We will use proof by contradiction to show that, given two different bases for a finite dimensional vector space $V$ , say $X = \{x_1, ..., x_i\}$ and $Y = \{y_1, ..., y_k\}$ , $i \ne k$ leads to a contradiction.

To do so, consider the set $X$ . Since it is a basis, it is linearly independent, and a linear combination of the vectors in $X$ can generate any vector in $V$ . It follows that said linear combination can generate the vector $y_k$ , so that the set

$S = \{y_k, x_1, ..., x_i\}$

is linearly dependent. Since $S$ is linearly dependent, some $x_j\in{S}$ can be written as a linear combination of the vectors preceeding it for some $j = 1, ..., i$ . Considering the set $S' = S\setminus {x_j}$ , it follows from the previous reasoning that, since we can make the vector $x_j$ via a linear combination of the elements of $S'$ , that $S'$ can still make any vector in $V$ . For a similar reason, the set $S'$ is also linearly depenedent.

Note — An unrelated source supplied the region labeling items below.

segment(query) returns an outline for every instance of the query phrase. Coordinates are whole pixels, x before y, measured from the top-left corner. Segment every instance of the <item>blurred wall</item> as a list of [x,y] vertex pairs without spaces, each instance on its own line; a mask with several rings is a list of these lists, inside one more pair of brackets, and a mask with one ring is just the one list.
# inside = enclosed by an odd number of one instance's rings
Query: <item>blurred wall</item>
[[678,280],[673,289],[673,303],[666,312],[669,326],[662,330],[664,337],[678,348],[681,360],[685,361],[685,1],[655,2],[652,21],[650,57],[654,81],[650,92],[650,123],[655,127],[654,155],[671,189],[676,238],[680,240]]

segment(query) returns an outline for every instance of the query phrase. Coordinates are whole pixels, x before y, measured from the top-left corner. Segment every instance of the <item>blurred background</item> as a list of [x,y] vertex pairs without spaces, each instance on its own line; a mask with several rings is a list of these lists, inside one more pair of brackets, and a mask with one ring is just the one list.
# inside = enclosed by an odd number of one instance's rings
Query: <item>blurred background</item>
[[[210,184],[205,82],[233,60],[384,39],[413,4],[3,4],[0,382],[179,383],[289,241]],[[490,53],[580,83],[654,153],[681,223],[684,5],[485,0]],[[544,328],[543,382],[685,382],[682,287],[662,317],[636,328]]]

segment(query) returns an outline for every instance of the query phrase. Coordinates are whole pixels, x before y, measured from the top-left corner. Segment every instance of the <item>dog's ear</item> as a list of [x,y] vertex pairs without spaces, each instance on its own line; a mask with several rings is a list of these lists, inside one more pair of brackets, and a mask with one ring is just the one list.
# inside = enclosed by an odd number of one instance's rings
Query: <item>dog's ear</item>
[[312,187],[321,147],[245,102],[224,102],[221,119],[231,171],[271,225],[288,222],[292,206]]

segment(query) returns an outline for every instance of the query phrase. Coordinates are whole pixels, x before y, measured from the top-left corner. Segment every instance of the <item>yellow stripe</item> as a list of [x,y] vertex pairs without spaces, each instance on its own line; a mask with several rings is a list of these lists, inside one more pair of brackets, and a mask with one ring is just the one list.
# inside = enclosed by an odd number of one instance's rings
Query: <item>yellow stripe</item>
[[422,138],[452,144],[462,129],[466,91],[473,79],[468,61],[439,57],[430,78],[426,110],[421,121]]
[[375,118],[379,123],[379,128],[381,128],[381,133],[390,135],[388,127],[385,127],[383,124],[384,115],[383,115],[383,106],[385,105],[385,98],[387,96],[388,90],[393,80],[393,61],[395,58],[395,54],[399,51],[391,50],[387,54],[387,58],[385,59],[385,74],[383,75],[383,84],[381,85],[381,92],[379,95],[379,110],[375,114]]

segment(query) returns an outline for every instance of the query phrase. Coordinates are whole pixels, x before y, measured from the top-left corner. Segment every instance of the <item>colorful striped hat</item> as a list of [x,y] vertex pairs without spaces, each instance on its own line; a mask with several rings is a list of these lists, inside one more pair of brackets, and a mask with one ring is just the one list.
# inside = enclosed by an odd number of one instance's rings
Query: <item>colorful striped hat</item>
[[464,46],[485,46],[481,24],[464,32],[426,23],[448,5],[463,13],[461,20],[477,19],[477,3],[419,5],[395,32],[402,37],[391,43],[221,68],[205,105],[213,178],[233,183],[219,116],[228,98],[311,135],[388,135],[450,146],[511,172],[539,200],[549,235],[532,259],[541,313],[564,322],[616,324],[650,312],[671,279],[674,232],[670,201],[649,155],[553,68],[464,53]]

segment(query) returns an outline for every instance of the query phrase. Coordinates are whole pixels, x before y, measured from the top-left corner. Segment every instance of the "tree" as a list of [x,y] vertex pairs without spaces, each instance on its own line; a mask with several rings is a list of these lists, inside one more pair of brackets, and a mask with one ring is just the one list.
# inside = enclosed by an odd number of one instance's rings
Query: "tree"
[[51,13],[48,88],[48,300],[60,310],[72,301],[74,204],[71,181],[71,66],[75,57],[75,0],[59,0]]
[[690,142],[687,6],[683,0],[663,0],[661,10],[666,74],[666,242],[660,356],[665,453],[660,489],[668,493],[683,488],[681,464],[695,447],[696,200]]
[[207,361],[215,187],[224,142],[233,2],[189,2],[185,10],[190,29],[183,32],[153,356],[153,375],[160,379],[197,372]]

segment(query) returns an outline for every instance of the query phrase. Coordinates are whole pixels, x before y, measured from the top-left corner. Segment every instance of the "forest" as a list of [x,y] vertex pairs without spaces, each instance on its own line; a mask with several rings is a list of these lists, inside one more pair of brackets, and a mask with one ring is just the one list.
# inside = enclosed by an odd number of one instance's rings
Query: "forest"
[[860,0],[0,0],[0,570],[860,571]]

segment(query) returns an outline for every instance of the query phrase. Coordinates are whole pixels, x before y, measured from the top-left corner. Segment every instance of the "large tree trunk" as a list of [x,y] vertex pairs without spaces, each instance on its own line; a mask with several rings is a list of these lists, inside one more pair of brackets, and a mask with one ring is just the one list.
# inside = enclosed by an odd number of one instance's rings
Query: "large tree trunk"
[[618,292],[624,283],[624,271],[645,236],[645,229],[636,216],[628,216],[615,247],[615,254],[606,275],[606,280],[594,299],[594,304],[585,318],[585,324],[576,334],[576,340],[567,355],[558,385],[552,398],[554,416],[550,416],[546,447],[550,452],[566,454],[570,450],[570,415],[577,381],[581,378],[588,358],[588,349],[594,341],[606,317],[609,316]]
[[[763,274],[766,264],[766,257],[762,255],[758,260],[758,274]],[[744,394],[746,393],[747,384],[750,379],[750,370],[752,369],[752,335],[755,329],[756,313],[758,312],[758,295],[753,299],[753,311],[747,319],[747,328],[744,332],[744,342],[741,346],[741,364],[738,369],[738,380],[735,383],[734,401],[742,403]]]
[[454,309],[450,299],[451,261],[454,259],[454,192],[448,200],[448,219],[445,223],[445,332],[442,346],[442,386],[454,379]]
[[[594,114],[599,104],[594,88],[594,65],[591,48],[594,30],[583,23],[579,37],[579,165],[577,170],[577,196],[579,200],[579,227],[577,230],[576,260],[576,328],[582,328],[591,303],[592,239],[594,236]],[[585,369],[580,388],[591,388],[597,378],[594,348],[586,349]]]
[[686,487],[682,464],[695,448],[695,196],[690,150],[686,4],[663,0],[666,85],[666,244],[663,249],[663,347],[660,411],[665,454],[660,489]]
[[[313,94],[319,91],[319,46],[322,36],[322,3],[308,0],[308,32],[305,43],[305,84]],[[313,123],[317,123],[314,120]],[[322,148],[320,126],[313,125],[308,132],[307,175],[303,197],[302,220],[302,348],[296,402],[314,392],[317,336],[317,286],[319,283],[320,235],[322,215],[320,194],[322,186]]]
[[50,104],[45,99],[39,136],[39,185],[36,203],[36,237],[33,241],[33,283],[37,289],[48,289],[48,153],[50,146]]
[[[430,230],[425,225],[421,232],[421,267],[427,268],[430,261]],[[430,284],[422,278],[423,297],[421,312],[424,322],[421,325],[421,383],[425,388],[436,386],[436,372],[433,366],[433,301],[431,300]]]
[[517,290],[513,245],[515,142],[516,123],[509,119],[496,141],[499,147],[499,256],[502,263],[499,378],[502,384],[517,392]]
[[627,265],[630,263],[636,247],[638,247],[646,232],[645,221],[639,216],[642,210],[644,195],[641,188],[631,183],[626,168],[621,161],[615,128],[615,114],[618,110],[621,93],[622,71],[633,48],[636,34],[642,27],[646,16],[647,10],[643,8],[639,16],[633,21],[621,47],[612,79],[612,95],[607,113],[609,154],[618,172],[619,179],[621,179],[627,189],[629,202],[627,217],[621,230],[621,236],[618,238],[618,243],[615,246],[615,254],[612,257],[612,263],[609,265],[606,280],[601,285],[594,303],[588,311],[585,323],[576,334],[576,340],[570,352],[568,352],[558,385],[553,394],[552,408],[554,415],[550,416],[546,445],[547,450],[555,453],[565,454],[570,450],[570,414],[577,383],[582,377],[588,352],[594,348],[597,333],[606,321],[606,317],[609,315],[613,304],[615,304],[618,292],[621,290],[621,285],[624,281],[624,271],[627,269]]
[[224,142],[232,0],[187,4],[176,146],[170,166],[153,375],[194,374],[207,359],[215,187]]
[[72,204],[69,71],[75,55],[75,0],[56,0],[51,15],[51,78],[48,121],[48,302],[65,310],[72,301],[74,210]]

Note that we have appended the last vector of $Y$ and removed one element from $X$ . $S'$ is linearly dependent. If we continue this approach, at each step we have removed the same amount of elements as we have added. Thus, at the 6th step we will have removed 6 elements ( $x$ ‘s) from $X$ and added 6 elements of $Y$ to the set $X$ .

Now, we have two cases. Since we are assuming that $i\ne k$ , we have that either $i < k$ , or $i > k$ . If $i < k$ , then on the $i$ th iteration, we will have a set that consists of $i$ many $y$ ‘s and no $x$ ‘s. Since we know that at each stage, our algorithm leaves us with a set that can generate any vector in $V$ and is linearly dependent, our contradiction will be that one of these conditions is broken.

To see that this must be the case for $i < k$ , recall that for any vector $V$ , the coefficients of the linear combination that generates it are unique (proof given here). Now consider a vector $y_0 \in Y$ such that $y_0$ is not in the final set of $S'$ after $i$ iterations. Then, the vector $2y_0$ cannot be generated by the set of vectors left after the $i$ th iteration, and it follows that this set is not a basis. But this contradicts the fact that $i<k$ .

Now let $i > k$ . The same logic as above applies, so that it cannot be the case that the set is still a basis, since it only contains a strict subset of $X$ . Therefore, it must be the case that $i = k$ . $\square$